Experiment 172.—I shall, as a typical example, give a detailed account of experiments with the petiole of Tropæolum which was found so highly excitable to geotropic stimulus (p. 434). The specimen was held horizontal with two symmetrical contacts at the two sides, the electrodes being connected in the usual manner with the indicating galvanometer. When the plant is rotated through +90° there is an immediate current of response, the upper side becoming galvanometrically negative. This excitatory reaction on the upper side finds, as we have seen, mechanical expression by contraction and concavity, with positive or up-curvature.

Fig. 167.—Diagrammatic representation of the geo-electric response of the shoot (see text).

The differential stimulation of A and B disappears on rotation of the axis back to zero position, and the induced electro-motive response also disappears at the same time. If now the axis be rotated through -90°, A will become the lower, and B the upper and the excited side. The electro-motive change is now found to have undergone a reversal, B becoming galvanometrically negative. This induced electro-motive variation under geotropic stimulus is of considerable intensity often exceeding 15 millivolts. The characteristic electric change is shown diagrammatically in figure 167 in which the middle figure shows the symmetrical or zero position. On rotation through +90° (figure to the right) A occupies the upper and B the lower position. A is seen to exhibit induced change of galvanometric negativity. Rotation through -90° reverses the current of response, as B now occupies the upper and A the lower position.

CHARACTERISTICS OF GEO-ELECTRIC RESPONSE.

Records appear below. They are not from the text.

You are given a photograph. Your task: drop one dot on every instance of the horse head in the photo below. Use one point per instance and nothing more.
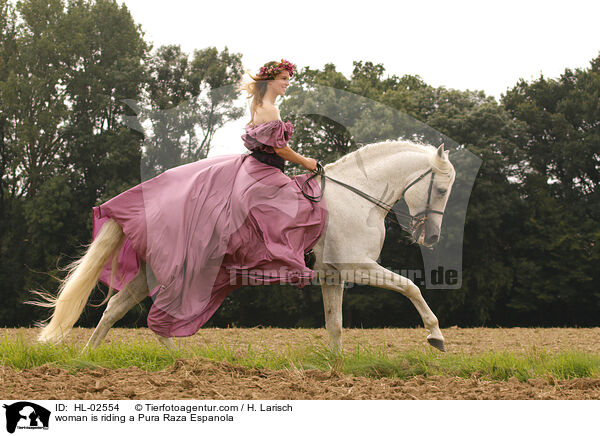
(426, 196)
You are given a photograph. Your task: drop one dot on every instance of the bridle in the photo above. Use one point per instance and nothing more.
(417, 221)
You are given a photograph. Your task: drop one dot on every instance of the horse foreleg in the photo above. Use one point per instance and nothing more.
(375, 275)
(332, 304)
(119, 305)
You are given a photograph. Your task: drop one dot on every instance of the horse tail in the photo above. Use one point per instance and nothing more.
(79, 283)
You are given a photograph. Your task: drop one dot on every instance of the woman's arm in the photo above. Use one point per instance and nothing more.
(288, 154)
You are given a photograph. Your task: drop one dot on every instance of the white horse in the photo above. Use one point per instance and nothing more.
(347, 250)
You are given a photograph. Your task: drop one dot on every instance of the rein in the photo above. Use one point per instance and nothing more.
(416, 221)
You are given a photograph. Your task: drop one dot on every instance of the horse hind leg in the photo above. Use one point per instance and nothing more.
(123, 301)
(332, 304)
(76, 288)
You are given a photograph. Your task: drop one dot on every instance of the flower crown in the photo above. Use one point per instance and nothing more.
(272, 70)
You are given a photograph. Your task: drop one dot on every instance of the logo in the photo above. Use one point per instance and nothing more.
(26, 415)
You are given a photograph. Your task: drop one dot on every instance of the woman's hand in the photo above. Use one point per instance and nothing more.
(310, 164)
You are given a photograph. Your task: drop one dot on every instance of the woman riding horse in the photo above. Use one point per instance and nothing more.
(204, 225)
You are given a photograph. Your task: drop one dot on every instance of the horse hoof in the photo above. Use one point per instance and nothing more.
(437, 343)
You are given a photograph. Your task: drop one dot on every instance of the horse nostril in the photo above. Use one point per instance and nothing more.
(432, 239)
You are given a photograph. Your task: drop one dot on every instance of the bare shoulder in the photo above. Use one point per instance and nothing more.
(266, 113)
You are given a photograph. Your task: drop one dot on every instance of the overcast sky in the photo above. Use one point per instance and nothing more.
(457, 44)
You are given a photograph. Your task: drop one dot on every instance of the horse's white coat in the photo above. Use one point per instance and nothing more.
(354, 233)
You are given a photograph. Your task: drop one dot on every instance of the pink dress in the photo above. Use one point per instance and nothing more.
(211, 226)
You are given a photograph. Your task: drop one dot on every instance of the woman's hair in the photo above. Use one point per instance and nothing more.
(256, 89)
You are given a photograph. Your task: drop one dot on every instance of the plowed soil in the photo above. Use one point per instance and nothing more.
(205, 379)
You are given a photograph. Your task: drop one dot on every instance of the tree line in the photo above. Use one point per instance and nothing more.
(77, 77)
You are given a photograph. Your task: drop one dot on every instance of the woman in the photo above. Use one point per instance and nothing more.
(209, 227)
(272, 81)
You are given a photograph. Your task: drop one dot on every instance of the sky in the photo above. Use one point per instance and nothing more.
(457, 44)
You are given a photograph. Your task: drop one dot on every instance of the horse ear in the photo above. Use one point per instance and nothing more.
(441, 153)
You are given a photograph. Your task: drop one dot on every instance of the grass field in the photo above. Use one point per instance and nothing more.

There are certain phenomena connected with the electric response under geotropic stimulus which appear to be highly significant. According to statolithic theory

"Geotropic response begins as soon as an organ is deflected from its stable position, so that a few starch-grains press upon the ectoplasts occupying the walls which are underneath in the new position; an actual rearrangement of the starch-grains is therefore not an essential condition of stimulation. As a matter of fact, the starch-grains do very soon migrate on to the physically lower walls, when a positively or negatively geotropic organ is placed horizontally, with the result that the intensity of stimulation gradually increases attaining its maximum value when all the falling starch-grains have moved on to the lower region of the ectoplast. The time required for the complete rearrangement of the statoliths may be termed the period of migration; its average length varies from five to twenty minutes in different organs."[36]

Stimulation, according to the statolithic theory, is induced by the displacement of the particles. The diameter of the geotropically sensitive cells is considerably less than 0·1 mm.; and the stimulus will be perceived after the very short interval taken by the statoliths to fall through a space shorter than 0·1 mm. This may be somewhat delayed by the viscous nature of the plasma, but in any case the period for perceptible displacement of the statoliths should be very short, about a second or so, and the latent period of perception of stimulus should be of this order.

The mechanical indication of response to stimulus is delayed by a period which is somewhat indefinite; for the initiation of responsive growth variation will necessarily lag behind the perception of stimulus.